First of all, JJ is a nasty hand if you get it in early position. If you get it shortly after the Big Blind you have to open the pot with it and depending on your table there are a few things you can do. First of all there is the raise. You can open the pot for 2.5 times the Big Blind (important note: never vary your raise, so if you raise 3x the Big Blind with AA you should also do it with JJ). Let’s say you raise it 2.5 times (which in most circumstances is the correct amount). Players in later position will perceive this as a very strong hand, so you should not really be worried about people calling you with 6-7 or 4-4. If one or two people call you there is a good chance they have hands like AT or KQ. The play with AT and KQ would in itself be a pretty bad choice by them, but unfortunately we do not have control over the other players. So now the flop comes down and you will probably be the first to act. Unless the flop is AJJ there is no reason to check. You should in 99% of the cases fire a decent size continuation bet. Make it roughly 40-45% of the pot. This will in most cases get the drawing hands off the hand and it will tell you where you are in the hand. Do not fold too easily to a re-raise, as other players KNOW you will c-bet in 99% of the flops. Be willing to defend your hand, but if the board is very "wet", meaning there are dangerous cards and many draws, you can easily fold.

Now we try the same hand of JJ in late position. Often you will find that all players in front of you have folded and you only have the button and the blinds to go through to win the pot. Again you should make your bet 2.5 or even 2.25 the big blind and see where you stand. Let’s say the Small Blind calls. This means that now SB will need to make the first move. Often they will check back to you, so that you can fire the continuation bet. Be aware that the check can be a trick play, as they know you will fire a c-bet in most cases, so have a good look at the board and see how that could have hit them. If you fire a c-bet here, again make it roughly the same amount as in other situations, so you go for around 40-45% of the pot. If there are only baby cards on the flop, you can check back and see a turn card in the hope that if they have a hand like A6 and they got the 6 on the flop they will make a small feeler bet on the turn. Personally, I do not care too much for giving free cards, so I always prefer the bet on the flop.

If you are playing on a very active table you might muck a hand like JJ very quickly in first or second position after the big blind. You do not want to play a hand like JJ out of position against aggressive players as it will cost you dearly in the long run. The same goes of course the other way around, because at a passive table you will want to win chips with a hand like JJ even if you will only steal the blinds.

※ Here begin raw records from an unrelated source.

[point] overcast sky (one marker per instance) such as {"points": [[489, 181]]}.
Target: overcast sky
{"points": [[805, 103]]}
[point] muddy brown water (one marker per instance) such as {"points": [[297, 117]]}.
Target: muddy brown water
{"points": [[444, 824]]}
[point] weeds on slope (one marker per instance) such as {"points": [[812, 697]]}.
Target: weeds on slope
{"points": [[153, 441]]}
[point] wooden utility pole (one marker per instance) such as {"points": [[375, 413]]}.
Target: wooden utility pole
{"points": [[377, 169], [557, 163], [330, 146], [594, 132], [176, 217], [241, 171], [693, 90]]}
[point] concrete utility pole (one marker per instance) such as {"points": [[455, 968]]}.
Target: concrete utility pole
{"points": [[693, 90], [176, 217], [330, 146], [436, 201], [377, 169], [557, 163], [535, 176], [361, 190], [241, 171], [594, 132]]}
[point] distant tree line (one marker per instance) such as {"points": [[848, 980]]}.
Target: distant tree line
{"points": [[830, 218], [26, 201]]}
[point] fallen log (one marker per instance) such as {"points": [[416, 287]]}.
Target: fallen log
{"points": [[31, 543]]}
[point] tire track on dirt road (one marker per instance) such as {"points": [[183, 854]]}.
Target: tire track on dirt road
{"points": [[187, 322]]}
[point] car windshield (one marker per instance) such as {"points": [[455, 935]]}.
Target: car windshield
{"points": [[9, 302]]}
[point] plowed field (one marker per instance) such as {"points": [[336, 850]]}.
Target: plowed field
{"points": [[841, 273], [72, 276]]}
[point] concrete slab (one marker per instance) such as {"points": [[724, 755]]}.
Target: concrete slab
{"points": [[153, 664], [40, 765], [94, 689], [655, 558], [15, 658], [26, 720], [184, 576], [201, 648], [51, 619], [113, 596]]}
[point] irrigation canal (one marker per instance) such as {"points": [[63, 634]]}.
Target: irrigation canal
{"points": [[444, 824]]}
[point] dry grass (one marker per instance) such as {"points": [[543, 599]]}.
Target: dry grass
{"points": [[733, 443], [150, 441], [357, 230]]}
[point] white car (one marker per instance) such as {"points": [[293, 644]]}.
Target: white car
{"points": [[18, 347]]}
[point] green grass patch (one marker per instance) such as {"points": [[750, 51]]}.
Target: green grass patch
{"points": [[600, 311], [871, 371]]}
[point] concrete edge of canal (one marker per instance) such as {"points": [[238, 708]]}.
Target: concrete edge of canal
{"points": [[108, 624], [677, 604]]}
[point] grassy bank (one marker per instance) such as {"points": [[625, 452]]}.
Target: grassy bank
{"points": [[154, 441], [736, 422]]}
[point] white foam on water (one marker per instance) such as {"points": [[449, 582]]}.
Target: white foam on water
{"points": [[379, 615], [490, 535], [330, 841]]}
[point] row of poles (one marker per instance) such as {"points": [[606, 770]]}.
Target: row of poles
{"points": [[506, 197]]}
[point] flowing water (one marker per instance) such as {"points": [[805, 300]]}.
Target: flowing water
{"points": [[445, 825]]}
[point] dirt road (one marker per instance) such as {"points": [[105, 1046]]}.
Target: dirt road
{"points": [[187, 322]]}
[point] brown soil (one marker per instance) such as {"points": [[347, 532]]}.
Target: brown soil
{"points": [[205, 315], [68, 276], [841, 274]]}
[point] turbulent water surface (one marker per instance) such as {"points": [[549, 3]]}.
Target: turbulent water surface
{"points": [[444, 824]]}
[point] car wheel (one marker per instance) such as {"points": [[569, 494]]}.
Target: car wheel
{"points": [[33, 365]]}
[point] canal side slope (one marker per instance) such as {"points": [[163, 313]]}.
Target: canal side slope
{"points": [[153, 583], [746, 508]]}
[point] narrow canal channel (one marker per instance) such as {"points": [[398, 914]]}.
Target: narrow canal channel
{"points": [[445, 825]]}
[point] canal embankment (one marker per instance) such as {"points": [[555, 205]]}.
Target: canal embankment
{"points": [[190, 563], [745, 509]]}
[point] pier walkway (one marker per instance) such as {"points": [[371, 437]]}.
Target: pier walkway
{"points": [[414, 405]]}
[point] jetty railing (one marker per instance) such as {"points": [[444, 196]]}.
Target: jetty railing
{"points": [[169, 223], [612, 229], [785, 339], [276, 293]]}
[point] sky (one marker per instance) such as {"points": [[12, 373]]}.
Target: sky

Getting it in good with JJ is a very hard thing to do. You will be playing against a hand like AK or AQ a lot of times and if you are unlucky enough even against hands like QQ or KK. I have noticed personally that 75% of the recreational players find it hard to lay down any pair or AK and that is a spot you can extract value from. Make sure you pay attention to your opponents so that you know what hands they like to play. I have seen very regular poker players in big buy in tournaments go all in for 25Big Blinds with 44 in early position, because they can not fold a low pair and they want to win the pot with it straight away. These are the times when JJ can pay off very well, but in general it’s a hand that you should have no problem mucking if the conditions aren’t right.

Well, Deliah, that is it for this week and I hope you will feel a bit more comfortable playing one of the hardest hands to play in Texas Hold’em.